According to new research the rise of new contactless payment methods has lead one in every four people to say that the UK will become a cashless society within the next decade.

The market research, conducted by Equifax, in conjunction with Gorkana Surveys asked 200 people across the UK “How long do you think it will be before we become a ‘cash-less’ society?”

Whilst one out of four people said a decade, 6 per cent said within the next three years and 10 per cent believe the shift to a cashless society will take place over the next five years.

However, nearly a quarter (21 per cent) believes it will take a quarter of a century for the migration to happen.

The general consensus as to what will be the key agent driving the migration to a cashless society appears to be settling on the introduction of Apple Pay and how biometric technology is quickly changing our payment interactions.

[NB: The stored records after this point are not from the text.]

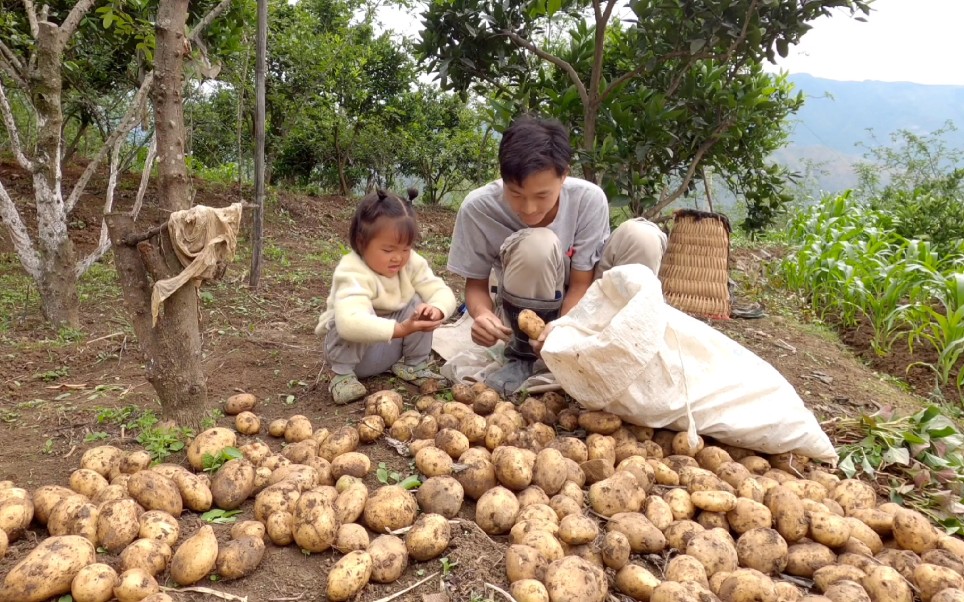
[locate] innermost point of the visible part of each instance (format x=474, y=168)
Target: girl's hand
x=429, y=313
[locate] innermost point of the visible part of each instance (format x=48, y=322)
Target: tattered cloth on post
x=202, y=237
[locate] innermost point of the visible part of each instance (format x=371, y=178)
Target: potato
x=104, y=460
x=644, y=538
x=279, y=527
x=48, y=569
x=195, y=558
x=852, y=494
x=529, y=590
x=931, y=578
x=242, y=402
x=46, y=498
x=636, y=582
x=209, y=442
x=715, y=551
x=248, y=528
x=390, y=508
x=247, y=423
x=350, y=503
x=747, y=585
x=135, y=585
x=713, y=501
x=805, y=558
x=149, y=554
x=619, y=493
x=94, y=583
x=762, y=549
x=913, y=531
x=239, y=557
x=788, y=513
x=428, y=537
x=549, y=471
x=603, y=423
x=349, y=576
x=16, y=512
x=440, y=495
x=118, y=524
x=615, y=550
x=572, y=578
x=577, y=529
x=154, y=491
x=340, y=442
x=496, y=511
x=846, y=591
x=686, y=568
x=315, y=522
x=885, y=584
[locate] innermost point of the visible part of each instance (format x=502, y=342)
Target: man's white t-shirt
x=485, y=220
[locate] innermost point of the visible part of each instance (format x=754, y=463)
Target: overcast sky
x=902, y=40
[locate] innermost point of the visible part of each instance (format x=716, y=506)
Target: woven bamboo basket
x=694, y=271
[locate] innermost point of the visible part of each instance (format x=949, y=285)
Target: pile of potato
x=582, y=515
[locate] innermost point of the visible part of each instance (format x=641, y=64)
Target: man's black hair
x=531, y=145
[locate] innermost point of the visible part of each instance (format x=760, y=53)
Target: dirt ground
x=61, y=392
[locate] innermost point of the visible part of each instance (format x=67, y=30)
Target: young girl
x=384, y=301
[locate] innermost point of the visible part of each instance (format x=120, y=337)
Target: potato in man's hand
x=531, y=323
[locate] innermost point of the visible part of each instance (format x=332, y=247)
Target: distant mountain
x=838, y=116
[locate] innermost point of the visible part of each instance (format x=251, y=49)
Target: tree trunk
x=57, y=284
x=172, y=347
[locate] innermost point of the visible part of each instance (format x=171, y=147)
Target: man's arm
x=487, y=328
x=579, y=282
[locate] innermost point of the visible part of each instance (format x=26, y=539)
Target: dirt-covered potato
x=315, y=523
x=572, y=578
x=104, y=460
x=247, y=423
x=805, y=558
x=209, y=442
x=389, y=558
x=931, y=579
x=428, y=537
x=242, y=402
x=390, y=508
x=686, y=568
x=195, y=558
x=349, y=576
x=149, y=554
x=913, y=531
x=351, y=537
x=154, y=491
x=48, y=570
x=118, y=524
x=134, y=585
x=643, y=536
x=441, y=495
x=94, y=583
x=239, y=557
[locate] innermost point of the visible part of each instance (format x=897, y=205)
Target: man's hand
x=487, y=329
x=538, y=343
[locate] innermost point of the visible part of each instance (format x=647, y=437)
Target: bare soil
x=57, y=388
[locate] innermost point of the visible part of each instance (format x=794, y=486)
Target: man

“Apple Pay highlights that consumers are now widely receptive to payment approaches which use biometric technology and contactless methods, and are comfortable accepting them as secure payment mechanisms. No longer will we need to rely, it seems, on a pocketful of cash,” said John Marsden, identity and fraud expert at Equifax.

He goes on to say how platforms from companies who have only recently forayed into the fintech industry are dispelling the public’s skepticism about payments security.

“There are still inherent risks for financial institutions and consumers, with understandable scepticism around the associated lower security levels. Apple Pay successfully demonstrates how a person can control the security of their financial transactions through simple technology which, by design, ensures that the person presenting the payment has the authority to do so,” John Marsden added.